No, but you may stress them out if you put that much empty space in the brood nest all at once.

>Secondly what about honey supers? When I read all the threads about natural cell in this forum, many say they must be placed between frames with fully drawn comb. 

Not at all. One fully drawn comb is HELPFUL, but not necessary. A super full of starter strips or foundationless will work.

>Since I am starting new hives this year, I have no drawn comb. Does this mean I should use some foundation and feed some empty frames after they get some comb drawn on foundation?

You could put one full frame of foundation in. It's just helpful to have something to get them in the right line.


----------



## suprstakr (Feb 10, 2006)

Take 2 frames mount a piece of plywood the size of the inside of hive (like a folower board) and put the nuke into a full hive.Place thefolower boards each side of the 5 frames with plywood facing inside. now you can add empty frame to #3 position from the left or right once the frame is almost filled add another to the oposite #3 position. this way stressis reduced and you fill hive with new comb.
LUCK and HAPPY BEEKEPING.


----------



## Bryanaw40 (Jun 11, 2006)

suprstakr said:


> Take 2 frames mount a piece of plywood the size of the inside of hive (like a folower board) and put the nuke into a full hive.Place thefolower boards each side of the 5 frames with plywood facing inside. now you can add empty frame to #3 position from the left or right once the frame is almost filled add another to the oposite #3 position. this way stressis reduced and you fill hive with new comb.
> LUCK and HAPPY BEEKEPING.


When using the follower boards, do the bees ever enter on the wrong side of the follower boards and start building comb there? Initially there will be a three frames of open space outboard of the follower boards.
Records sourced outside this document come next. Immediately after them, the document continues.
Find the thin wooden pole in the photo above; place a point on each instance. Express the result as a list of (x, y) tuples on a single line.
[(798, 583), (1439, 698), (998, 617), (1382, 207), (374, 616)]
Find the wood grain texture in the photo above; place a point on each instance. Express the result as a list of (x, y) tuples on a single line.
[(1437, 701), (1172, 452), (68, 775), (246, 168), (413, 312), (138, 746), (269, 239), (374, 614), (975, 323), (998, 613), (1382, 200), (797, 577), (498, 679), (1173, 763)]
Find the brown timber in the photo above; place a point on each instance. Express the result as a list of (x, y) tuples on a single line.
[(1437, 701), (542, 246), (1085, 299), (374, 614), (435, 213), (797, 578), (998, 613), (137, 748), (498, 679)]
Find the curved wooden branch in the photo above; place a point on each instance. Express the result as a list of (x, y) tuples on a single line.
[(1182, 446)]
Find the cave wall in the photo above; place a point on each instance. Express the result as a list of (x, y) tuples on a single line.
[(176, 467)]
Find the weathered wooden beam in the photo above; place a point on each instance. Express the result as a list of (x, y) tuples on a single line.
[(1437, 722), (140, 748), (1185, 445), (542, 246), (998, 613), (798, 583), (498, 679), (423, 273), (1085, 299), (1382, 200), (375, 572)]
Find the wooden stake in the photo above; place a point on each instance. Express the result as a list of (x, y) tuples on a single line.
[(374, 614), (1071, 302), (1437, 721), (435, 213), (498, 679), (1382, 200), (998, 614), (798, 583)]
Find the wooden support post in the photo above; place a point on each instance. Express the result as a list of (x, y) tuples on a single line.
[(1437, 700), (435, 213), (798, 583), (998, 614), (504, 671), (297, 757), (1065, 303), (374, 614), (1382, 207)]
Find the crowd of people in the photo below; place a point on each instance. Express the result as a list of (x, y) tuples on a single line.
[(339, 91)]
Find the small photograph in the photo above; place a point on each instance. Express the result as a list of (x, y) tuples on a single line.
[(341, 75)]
Does one just leave these spaces open or should frames be temporaily placed?

thanks,
bryan


----------



## Michael Bush (Aug 2, 2002)

>When using the follower boards, do the bees ever enter on the wrong side of the follower boards and start building comb there?

If there are frames on both sides of the follower board, which side is the "wrong" side?


----------



## hummingberd (Aug 26, 2006)

so, is this follower board method good only for nucs, or could you use this as a method to regress bee from LC to SC?


----------



## Bryanaw40 (Jun 11, 2006)

Michael Bush said:


> >When using the follower boards, do the bees ever enter on the wrong side of the follower boards and start building comb there?
> 
> If there are frames on both sides of the follower board, which side is the "wrong" side?


Excellent point MB..wish I would have come to that conclusion myself. Thanks. I will fill the remaining space with empties just in case I don't keep up with moving the following boards. Having the frames already in the hive will also make the minipulation easier as well.

thanks,
bryan


----------